Maybe not “a lot,” but certainly some significant names were aware of Homa. For the first 24 hours following his win, there was no stopping the text messages and the calls, from Green Bay Packers quarterback Aaron Rogers, from Golden State Warriors forward Andre Iguodala, from PGA Tour commissioner Jay Monahan. “I appreciate everybody reaching out. It’s been a blast,” Homa said from his home in Scottsdale, Arizona, admitting, “I’m a little bit startled by it.”
Known more for his tweets than his birdies, Homa hardly looked startled on the back nine Sunday at Quail Hollow. It was like he was playing for Cal-Berkeley again, the clock set back to 2013. Homa was vibing like a multi-winner and people were appreciating it.
“I just called him to congratulate him, tell him how impressive it was to watch him seize the tournament, fight through the years,” Monahan said in a text, “How exciting the road ahead is and just wanted to make certain he had a chance to watch ‘Game of Thrones.’”
The “Game of Thrones” reference the commissioner made was in reference to a Homa tweet about missing the popular show in lieu of the post-victory whirlwind that lasted through Monday night, when Homa had a chance to catch up with college coach Steve Desimone.
The hardship of missing 15 of 17 cuts in a single season, or making more money playing pro-ams than from tournament purses, as Homa did early in his career, doesn’t come close to the scare Desimone faced in multiple myeloma, when he retired in May 2016. Now in remission for three years, Desimone talked about how far Homa’s come since his days at Berkeley – after UCLA passed him over – how his attitude could have been better during their years together, how it all seemed worth it on Sunday night. “There’s two parts,” Desimone said of the bond. “There’s life and there’s your profession.”

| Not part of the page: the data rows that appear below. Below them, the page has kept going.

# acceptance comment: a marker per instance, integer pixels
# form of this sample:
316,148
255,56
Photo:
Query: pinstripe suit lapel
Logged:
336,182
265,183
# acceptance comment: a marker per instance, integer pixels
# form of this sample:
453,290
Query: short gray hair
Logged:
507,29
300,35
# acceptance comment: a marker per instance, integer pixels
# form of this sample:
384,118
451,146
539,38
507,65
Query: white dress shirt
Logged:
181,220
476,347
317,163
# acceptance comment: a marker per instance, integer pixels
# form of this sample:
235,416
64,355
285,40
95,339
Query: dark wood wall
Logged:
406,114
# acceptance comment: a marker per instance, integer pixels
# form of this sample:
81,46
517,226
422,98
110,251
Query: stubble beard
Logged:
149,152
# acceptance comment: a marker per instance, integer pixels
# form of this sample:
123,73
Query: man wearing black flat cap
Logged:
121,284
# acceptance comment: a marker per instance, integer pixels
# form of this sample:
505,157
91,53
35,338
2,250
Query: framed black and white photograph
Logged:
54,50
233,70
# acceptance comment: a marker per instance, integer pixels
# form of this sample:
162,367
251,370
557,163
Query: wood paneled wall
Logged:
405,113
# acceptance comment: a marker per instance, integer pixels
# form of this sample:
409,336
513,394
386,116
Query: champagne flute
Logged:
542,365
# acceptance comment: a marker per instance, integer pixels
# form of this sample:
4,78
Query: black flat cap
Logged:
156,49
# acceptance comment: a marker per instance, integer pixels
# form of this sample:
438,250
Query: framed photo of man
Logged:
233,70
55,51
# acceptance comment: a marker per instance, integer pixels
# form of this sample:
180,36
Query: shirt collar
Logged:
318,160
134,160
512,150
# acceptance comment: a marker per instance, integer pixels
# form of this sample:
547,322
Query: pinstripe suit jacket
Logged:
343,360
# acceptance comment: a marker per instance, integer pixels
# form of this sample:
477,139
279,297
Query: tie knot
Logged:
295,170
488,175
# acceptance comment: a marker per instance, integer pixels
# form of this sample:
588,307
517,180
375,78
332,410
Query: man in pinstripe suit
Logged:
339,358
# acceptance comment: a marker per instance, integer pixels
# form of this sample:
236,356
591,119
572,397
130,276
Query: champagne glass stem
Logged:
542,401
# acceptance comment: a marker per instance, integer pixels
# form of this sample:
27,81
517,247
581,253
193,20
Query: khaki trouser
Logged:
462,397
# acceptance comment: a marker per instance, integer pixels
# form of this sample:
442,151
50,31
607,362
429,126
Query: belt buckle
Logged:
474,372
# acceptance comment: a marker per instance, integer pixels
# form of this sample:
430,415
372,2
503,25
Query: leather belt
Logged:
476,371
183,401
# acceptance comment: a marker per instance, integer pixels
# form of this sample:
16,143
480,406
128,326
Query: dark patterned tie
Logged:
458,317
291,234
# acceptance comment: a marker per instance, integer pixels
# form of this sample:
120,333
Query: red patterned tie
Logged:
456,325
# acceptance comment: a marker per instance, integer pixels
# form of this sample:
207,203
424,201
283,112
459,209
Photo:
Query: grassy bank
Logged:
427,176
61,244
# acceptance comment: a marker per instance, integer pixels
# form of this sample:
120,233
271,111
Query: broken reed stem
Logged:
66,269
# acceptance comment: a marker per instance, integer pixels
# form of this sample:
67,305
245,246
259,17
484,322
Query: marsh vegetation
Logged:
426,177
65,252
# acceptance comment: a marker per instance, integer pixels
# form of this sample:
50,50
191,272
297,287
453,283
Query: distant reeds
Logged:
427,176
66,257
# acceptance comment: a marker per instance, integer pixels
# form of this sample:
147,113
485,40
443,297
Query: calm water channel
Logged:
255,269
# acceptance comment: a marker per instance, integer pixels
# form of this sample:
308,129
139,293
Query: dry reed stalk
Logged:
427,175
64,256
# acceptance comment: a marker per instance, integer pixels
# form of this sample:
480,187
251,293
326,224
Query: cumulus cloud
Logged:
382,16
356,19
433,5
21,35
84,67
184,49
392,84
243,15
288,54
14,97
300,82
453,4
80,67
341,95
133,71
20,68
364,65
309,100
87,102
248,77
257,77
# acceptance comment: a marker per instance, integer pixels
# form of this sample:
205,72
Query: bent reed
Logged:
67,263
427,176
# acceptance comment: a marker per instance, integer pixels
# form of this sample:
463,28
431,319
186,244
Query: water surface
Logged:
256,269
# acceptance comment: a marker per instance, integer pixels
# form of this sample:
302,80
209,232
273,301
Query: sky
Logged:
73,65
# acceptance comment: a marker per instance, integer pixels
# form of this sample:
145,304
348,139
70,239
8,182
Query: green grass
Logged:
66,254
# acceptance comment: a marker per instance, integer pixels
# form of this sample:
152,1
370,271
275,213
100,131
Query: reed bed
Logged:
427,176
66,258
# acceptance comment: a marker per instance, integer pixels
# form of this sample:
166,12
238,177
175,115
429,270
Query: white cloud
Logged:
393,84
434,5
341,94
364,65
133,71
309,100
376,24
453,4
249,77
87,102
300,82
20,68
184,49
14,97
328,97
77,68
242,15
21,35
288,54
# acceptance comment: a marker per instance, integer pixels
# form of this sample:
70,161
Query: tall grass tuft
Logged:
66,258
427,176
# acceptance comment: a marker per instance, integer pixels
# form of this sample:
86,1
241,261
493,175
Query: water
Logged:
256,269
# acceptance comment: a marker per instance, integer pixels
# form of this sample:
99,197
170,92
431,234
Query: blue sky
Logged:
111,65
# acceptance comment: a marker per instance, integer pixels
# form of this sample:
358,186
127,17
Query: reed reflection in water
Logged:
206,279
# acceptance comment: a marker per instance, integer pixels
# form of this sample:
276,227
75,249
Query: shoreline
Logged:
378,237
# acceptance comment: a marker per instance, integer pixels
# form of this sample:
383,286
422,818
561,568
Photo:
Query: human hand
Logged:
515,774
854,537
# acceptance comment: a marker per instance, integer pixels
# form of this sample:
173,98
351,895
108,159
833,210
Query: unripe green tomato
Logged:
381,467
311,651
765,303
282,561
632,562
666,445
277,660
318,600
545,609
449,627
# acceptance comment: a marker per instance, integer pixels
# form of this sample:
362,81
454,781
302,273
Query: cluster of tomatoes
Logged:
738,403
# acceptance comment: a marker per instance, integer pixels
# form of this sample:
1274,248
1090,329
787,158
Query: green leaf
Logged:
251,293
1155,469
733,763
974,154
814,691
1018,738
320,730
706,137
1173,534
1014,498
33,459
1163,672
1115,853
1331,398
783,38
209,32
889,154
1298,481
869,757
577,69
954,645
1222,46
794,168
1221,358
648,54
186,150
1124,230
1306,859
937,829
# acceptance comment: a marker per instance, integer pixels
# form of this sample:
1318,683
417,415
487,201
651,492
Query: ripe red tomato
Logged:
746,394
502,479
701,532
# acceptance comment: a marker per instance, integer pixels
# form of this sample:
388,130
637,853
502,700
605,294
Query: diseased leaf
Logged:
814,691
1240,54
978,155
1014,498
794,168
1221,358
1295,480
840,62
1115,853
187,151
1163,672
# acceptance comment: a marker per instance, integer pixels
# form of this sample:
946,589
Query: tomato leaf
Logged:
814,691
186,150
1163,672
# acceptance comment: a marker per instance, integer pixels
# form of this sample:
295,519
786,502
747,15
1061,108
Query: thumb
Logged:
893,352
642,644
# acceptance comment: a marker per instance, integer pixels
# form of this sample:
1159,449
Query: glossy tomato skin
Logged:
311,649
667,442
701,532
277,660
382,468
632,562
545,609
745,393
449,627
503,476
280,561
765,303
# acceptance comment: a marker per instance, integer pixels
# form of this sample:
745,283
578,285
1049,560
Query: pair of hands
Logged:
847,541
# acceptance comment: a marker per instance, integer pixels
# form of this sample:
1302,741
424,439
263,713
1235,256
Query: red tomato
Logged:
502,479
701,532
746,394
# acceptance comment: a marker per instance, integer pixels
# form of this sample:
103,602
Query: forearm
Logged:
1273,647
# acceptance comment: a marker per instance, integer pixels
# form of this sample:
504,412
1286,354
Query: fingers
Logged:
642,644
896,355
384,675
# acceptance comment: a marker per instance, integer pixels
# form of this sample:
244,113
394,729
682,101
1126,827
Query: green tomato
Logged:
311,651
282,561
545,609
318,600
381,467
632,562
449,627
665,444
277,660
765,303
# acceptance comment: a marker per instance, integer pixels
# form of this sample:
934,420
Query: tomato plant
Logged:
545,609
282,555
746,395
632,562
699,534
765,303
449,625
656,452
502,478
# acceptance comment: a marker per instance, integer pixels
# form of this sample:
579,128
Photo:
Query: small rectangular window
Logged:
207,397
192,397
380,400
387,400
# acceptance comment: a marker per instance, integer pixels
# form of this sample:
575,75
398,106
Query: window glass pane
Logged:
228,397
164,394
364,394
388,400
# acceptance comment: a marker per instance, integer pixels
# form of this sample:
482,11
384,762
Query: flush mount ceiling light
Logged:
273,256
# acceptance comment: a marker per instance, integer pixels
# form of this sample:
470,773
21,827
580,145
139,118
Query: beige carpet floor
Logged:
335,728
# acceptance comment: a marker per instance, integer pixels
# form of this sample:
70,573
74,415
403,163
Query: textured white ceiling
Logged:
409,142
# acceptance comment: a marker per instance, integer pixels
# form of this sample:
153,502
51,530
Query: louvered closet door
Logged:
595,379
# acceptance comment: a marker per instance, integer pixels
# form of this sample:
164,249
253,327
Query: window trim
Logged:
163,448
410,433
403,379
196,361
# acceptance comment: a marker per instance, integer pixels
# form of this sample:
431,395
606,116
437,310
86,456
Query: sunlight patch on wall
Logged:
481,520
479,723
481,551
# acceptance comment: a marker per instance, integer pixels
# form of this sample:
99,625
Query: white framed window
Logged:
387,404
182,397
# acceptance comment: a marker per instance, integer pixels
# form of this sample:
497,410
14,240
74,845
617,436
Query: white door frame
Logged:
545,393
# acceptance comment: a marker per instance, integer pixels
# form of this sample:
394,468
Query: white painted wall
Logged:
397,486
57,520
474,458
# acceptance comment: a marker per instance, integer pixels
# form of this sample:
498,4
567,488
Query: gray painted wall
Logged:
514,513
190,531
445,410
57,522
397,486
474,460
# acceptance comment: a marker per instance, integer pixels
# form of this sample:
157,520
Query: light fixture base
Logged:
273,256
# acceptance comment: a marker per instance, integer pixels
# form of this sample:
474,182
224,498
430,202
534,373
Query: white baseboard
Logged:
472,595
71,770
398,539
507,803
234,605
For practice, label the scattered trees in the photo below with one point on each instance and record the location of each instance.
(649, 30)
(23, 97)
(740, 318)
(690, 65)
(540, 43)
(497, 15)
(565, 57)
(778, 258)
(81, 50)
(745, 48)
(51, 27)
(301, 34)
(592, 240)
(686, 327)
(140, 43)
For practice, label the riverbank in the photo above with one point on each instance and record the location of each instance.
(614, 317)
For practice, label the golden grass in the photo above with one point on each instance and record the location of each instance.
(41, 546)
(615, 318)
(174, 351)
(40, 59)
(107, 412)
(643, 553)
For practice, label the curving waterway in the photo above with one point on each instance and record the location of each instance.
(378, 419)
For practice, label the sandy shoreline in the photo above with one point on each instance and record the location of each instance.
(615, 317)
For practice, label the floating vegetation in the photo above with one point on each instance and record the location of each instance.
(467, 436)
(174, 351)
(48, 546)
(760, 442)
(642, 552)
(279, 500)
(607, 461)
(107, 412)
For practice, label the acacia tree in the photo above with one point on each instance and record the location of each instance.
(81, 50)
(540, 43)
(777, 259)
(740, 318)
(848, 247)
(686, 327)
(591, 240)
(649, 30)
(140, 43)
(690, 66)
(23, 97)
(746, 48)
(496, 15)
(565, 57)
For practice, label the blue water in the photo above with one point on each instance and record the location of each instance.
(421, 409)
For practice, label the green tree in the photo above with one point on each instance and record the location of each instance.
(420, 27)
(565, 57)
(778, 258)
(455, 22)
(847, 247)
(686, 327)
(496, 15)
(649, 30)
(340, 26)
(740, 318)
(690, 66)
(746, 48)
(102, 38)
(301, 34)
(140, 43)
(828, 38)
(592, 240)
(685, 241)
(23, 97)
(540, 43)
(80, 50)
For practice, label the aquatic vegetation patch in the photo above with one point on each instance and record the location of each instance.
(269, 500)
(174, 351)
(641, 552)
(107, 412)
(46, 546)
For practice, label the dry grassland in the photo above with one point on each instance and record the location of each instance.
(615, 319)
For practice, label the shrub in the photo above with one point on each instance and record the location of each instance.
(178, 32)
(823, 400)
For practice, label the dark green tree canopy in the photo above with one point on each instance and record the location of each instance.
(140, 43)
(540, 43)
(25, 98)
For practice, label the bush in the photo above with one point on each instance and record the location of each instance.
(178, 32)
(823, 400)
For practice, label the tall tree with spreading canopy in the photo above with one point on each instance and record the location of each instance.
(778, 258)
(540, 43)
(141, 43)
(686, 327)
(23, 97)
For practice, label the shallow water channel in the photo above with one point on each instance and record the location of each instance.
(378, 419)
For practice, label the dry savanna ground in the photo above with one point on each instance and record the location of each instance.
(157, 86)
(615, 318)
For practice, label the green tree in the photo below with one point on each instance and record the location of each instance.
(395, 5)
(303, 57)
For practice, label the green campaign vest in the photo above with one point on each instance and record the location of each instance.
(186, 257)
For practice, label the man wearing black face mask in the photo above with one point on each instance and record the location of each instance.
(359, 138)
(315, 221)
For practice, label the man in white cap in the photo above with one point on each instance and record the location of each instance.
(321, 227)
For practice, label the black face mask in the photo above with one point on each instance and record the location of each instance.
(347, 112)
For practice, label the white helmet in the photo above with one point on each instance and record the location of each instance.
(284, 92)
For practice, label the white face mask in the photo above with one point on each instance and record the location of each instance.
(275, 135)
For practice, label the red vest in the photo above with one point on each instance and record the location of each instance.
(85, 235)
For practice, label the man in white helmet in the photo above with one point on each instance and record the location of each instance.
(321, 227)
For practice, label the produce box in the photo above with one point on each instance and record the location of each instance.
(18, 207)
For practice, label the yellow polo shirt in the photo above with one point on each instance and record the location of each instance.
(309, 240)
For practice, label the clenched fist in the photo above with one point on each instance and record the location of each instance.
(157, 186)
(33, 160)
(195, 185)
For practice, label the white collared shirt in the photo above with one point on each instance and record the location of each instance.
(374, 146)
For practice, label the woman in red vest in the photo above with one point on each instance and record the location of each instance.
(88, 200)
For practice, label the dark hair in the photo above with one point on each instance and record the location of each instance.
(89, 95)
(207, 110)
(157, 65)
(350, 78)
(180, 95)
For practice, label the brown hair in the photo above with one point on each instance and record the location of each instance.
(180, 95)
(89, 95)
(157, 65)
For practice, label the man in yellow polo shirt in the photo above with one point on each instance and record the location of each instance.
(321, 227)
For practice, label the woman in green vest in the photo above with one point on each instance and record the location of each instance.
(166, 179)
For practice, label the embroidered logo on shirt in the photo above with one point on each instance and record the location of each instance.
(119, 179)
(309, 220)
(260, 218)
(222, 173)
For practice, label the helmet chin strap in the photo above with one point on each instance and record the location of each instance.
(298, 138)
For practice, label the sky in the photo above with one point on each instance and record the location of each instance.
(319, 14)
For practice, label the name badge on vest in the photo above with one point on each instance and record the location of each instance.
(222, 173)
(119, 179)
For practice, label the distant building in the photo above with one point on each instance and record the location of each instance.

With Homa closing in on his first Tour win, Desimone kept flashing back to Homa’s course-record 61 that he posted in the 2013 Pac-10s at LA North. That 2013 Cal-Berkley team was one of the best, if not the best in NCAA men’s history – though it didn’t win the national title. “It’s fun reflecting on that team, How far we’ve all come,” Homa concluded. “How that’s not a guarantee for a great career.”
Two years ago, Homa was carrying his own bag in second stage of Web.com Q-School. Now, at 28 years old, he’s a PGA Tour winner with his future in focus. A future that now includes a maiden major start at the PGA Championship.